No one is as resilient as a child, we tell ourselves.
I was still thinking about the 11-year-old I wrote about Tuesday, who watched his mother executed on a Philadelphia street, when the missing Cleveland women were found Monday night.
How does a kid come back from that, I wondered? How do any of the children in Philadelphia or Cleveland or Anywhere, USA, really rebound from such steady diets of trauma?
I know, I know. Kids are resilient. But I think that's wishful thinking, because who wants to think that trauma can irreparably break someone? Or that resiliency isn't the limitless magical salve so many of us would like to think it is?
I think trauma of the sort we've been reading about is irreparable. The best a victim can do is adjust and cope the best that he or she can.
When the three Cleveland women were rescued Monday night after a nightmarish decade of captivity, it didn't take long for people to celebrate.
"The nightmare is over," an FBI agent declared.
"It's a miracle," everyone agreed.
And it was a miracle.
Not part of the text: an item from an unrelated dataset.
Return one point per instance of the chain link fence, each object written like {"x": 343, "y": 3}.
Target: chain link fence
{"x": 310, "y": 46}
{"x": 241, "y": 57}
Except I think the real miracle about these courageous women, or the brave 11-year-old or any number of people who survive unimaginable trauma, is that against all odds, they don't just curl up and give up.
They survive, and sometimes thrive. They adjust.
Just look at Elizabeth Smart, of Utah, who was kidnapped at knifepoint as a teenager and held captive for nine months by a street preacher. After her own miraculous escape, she started a foundation to protect and educate children about violent and sexual crimes.
Or consider Jaycee Dugard, who was kidnapped and held captive in South Lake Tahoe for 18 years.
"The human spirit is incredibly resilient," she said in a statement about the Cleveland women.
But both she and Smart also emphasized something else - recovery wouldn't be easy or fast. "They need time," Smart told reporters.
And time is the reality of resiliency, said Donna Fiedler, a professor of social work at La Salle University.
Fiedler, who studies and treats emotional trauma, said there's an explanation for our clinging to the notion of resiliency after traumatic events.
"We don't want to feel the pain ourselves," she said. It's easier to assign a unrealistic power to resiliency because we need to think that as bad as something is, it's not insurmountable: It's OK. The little boy survived. The women are free. It's a miracle. We can move on.
In reality, true miracles, like resiliency, take time, and work. It's a process, Fiedler said, of family support and counseling and even setbacks.
And all of that happens long after the reporters have gone home and the story has faded from the headlines.
Yesterday, the sister of one of the Cleveland victims was surrounded by a scrum of media while she delivered a statement.
"I want to thank the public and the media for their support and their encouragement over the years," said Beth Serrano, Amanda Berry's sister. "At this time, our family would request privacy so my sister and niece and I can have time to recover."
Time to work toward her happy ending.